Maintenance Treatment in Acute Lymphoblastic Leukemia: A Clinical Primer.

Indian J Pediatr

Clinical Research Unit, Tata Translational Cancer Research Centre, Tata Medical Center, 14 Major Arterial Road (East-West), Newtown, Rajarhat, Kolkata, West Bengal, 700160, India.

Published: January 2024

AI Article Synopsis

  • Pediatric acute lymphoblastic leukemia (ALL) has a high cure rate of about 90% in developed countries, with treatment involving 6-8 months of intensive chemotherapy followed by 24 months of maintenance therapy using drugs like 6-mercaptopurine (6MP) and methotrexate (MTX).
  • The goal of maintenance therapy is to administer the highest tolerated doses of these medications, requiring regular monitoring and adjustments based on individual patient tolerance and blood counts.
  • Challenges in treatment adherence and drug tolerance can lead to poor outcomes, emphasizing the need for careful management and monitoring to minimize interruptions and optimize dosing, particularly in the Indian healthcare context.

Article Abstract

Cure rates in pediatric acute lymphoblastic leukemia (ALL) currently approach 90% in the developed world. Treatment involves 6-8 mo of intensive multi-drug chemotherapy followed by 24 mo of maintenance treatment (ALL-MT). The cornerstone of ALL-MT is the daily administration of oral 6-mercaptopurine (6MP), a purine analogue. 6MP is combined with weekly oral methotrexate (MTX), an antifolate drug, to augment therapeutic activity.
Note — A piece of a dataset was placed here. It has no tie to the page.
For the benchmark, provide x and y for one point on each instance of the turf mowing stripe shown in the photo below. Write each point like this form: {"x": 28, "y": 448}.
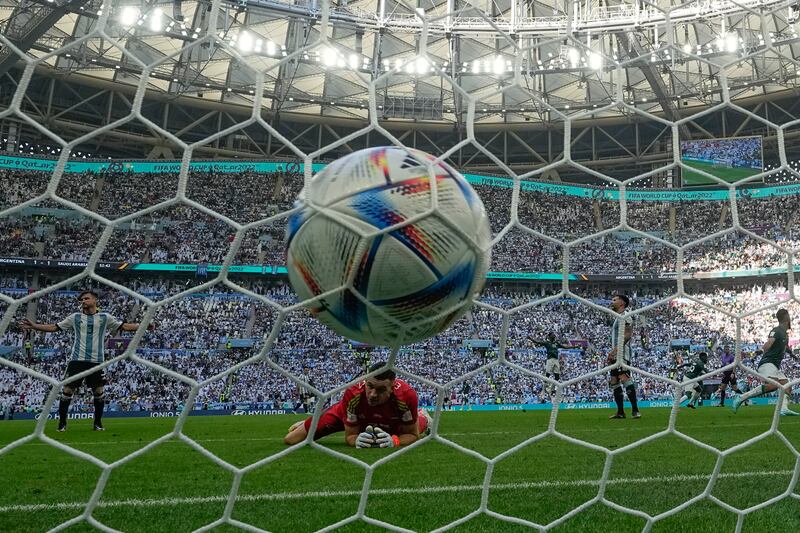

Some protocols include additional chemotherapy drugs (such as vincristine and corticosteroids) during MT. The objective of ALL-MT is to ensure uninterrupted treatment at the highest tolerated doses of 6MP and MTX. This requires periodic adjustments of 6MP and MTX doses throughout treatment. Tolerance is determined through regular clinical assessments and careful monitoring of blood counts. Tolerated drug doses vary widely among patients, influenced by genetic and non-genetic factors, and require individualized dosing. Suboptimal treatment intensity in ALL-MT is associated with inferior outcomes and results from failure to treat at highest tolerated drug doses and/or interruptions in treatment due to non-adherence or toxicity. Management of MT thus requires close supervision to ensure treatment adherence, periodic drug dose modifications, and treatment to tolerance, while minimizing treatment interruptions due to toxicity. The review highlights these challenges and discusses approaches and strategies for the management of MT, focusing on the Indian context.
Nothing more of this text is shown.